Son action ne se limite pas à des interventions ponctuelles auprès des jeunes pousses. En s’engageant sur des sujets de politique publique, de financement de l’innovation et de souveraineté numérique, Bertrand Diard participe activement à l’émergence d’une scène tech française capable de rivaliser à l’échelle internationale. Son parcours illustre que l’après-exit peut devenir une source d’impact systémique bien au-delà de l’aventure individuelle.
Réinventer une aventure entrepreneuriale à échelle humaine
Jean-Baptiste Rudelle, fondateur de Criteo, société française de référence dans la publicité programmatique, a quitté la direction après l’entrée en bourse de l’entreprise. Plutôt que de relancer une aventure de même envergure, il a créé Foxintelligence, une start-up spécialisée dans l’analyse des données issues du e-commerce, opérant toujours depuis Paris. Ce choix d’une structure plus agile traduit une recherche assumée d’indépendance et de flexibilité.

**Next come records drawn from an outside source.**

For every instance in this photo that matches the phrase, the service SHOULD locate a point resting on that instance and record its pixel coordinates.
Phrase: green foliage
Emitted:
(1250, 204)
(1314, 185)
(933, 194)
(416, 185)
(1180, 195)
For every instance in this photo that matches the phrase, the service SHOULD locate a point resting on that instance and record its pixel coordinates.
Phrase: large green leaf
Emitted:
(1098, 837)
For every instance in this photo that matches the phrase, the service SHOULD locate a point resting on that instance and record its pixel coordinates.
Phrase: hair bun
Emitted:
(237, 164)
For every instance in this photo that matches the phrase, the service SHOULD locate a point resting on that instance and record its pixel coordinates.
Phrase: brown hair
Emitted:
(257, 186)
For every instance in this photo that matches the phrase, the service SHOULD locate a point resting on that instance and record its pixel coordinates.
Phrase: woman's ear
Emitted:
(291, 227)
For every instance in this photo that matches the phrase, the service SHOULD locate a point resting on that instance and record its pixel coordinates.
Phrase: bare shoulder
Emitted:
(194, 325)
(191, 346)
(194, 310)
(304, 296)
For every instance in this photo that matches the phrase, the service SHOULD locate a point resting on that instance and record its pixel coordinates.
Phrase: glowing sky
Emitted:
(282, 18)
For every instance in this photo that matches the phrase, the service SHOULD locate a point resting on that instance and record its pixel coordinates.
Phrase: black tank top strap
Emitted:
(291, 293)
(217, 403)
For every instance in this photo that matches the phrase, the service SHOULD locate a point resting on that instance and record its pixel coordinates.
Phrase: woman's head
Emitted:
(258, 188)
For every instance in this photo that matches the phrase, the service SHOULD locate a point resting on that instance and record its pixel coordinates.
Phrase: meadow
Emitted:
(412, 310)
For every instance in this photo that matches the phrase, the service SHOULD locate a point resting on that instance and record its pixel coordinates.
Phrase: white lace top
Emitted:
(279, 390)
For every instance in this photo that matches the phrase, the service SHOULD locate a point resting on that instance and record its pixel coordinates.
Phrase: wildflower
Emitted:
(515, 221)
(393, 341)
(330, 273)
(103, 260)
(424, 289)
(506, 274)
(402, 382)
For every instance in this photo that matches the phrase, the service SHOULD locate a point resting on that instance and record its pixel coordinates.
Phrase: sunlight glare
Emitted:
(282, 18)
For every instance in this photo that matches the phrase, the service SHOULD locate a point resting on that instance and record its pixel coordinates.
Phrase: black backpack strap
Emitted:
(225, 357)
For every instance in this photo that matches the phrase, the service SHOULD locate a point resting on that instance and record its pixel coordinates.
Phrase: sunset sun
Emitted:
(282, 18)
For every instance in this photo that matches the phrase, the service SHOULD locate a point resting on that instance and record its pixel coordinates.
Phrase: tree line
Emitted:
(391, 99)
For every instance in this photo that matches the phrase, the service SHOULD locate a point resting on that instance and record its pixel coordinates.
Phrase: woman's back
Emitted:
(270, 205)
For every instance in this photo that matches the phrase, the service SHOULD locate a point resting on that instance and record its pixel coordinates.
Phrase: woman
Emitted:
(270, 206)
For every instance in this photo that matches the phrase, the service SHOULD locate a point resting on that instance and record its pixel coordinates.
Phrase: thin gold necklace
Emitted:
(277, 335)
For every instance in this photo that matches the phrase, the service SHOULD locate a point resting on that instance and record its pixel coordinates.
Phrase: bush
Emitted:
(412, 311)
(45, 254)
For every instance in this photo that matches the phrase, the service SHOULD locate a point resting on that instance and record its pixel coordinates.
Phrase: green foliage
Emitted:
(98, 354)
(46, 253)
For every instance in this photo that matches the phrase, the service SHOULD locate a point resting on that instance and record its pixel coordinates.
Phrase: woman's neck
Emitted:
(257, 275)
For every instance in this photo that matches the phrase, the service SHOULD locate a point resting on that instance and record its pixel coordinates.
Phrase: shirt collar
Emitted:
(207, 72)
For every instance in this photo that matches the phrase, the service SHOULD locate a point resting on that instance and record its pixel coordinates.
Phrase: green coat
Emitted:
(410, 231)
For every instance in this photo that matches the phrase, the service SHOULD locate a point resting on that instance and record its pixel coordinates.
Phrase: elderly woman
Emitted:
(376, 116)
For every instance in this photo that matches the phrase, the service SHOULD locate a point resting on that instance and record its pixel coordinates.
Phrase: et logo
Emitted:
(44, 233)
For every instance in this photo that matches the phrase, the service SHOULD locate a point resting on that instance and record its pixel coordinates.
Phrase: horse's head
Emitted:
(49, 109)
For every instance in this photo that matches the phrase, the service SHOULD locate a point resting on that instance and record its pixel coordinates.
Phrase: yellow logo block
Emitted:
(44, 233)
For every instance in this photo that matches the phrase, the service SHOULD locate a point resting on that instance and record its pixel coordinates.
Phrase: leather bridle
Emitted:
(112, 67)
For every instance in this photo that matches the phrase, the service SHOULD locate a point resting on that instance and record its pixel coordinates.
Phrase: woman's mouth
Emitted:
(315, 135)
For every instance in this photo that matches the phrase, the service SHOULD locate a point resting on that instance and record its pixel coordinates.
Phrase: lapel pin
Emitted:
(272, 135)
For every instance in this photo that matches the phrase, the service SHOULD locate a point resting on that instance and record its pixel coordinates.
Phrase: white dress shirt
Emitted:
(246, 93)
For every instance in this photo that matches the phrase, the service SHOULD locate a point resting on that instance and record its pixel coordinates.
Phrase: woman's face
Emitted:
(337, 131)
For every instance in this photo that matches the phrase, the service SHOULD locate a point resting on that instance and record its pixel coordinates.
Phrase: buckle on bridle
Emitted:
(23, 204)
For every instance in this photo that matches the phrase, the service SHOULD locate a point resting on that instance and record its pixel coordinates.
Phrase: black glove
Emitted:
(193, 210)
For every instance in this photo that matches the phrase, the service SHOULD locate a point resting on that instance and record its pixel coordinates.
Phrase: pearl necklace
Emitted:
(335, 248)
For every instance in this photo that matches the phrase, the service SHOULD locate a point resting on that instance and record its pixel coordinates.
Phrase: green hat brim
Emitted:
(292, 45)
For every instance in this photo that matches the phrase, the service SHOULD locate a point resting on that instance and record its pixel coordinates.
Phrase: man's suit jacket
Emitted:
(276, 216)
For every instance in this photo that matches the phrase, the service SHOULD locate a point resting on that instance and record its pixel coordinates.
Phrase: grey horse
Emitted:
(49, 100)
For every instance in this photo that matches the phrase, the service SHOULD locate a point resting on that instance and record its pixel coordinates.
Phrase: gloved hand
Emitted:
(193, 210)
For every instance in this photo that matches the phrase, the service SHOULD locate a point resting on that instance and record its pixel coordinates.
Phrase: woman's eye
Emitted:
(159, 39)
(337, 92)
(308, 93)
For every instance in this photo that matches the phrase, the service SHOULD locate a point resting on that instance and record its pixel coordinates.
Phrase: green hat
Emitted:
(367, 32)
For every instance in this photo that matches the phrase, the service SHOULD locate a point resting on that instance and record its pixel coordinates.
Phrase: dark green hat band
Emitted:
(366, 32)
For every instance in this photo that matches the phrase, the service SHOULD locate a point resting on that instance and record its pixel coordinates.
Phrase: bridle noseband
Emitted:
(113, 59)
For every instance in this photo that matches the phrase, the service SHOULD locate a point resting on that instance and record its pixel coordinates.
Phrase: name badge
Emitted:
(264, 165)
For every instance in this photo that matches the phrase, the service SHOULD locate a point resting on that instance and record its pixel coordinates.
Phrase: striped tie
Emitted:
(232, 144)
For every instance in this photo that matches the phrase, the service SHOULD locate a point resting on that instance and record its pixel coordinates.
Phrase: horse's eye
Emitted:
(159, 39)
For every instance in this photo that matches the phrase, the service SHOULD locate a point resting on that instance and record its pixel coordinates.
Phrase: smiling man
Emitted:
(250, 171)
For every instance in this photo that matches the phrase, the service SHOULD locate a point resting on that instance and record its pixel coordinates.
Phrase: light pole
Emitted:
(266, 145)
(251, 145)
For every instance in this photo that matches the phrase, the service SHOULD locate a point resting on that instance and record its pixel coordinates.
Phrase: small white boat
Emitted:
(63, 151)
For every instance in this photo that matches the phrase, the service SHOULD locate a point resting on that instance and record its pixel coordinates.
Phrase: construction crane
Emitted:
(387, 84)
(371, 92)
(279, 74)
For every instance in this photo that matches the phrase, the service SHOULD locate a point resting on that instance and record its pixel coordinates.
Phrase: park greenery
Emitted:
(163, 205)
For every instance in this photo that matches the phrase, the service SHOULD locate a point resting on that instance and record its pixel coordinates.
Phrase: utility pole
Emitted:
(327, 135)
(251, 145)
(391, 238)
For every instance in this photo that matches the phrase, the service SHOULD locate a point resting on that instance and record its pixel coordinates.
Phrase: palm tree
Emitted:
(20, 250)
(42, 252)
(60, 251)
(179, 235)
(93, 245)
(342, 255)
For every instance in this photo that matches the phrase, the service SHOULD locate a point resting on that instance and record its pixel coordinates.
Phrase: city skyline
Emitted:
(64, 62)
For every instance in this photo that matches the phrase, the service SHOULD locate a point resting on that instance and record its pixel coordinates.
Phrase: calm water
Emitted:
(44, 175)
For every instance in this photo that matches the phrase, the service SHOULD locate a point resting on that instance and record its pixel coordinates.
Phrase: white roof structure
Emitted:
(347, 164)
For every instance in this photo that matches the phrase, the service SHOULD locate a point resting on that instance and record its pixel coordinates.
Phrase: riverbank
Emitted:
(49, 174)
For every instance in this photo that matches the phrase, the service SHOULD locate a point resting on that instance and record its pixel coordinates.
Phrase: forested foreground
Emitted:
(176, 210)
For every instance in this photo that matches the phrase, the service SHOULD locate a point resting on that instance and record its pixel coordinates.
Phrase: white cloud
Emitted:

Avec Foxintelligence, Jean-Baptiste Rudelle revient à l’essence même de l’entrepreneuriat : expérimenter rapidement, garder un lien direct avec les utilisateurs, et piloter un projet sans l’inertie d’une multinationale cotée. Ce retour à une organisation à taille humaine n’est pas un repli mais une volonté affirmée de construire une innovation plus immédiate, plus souple et plus alignée avec l’évolution rapide des marchés numériques.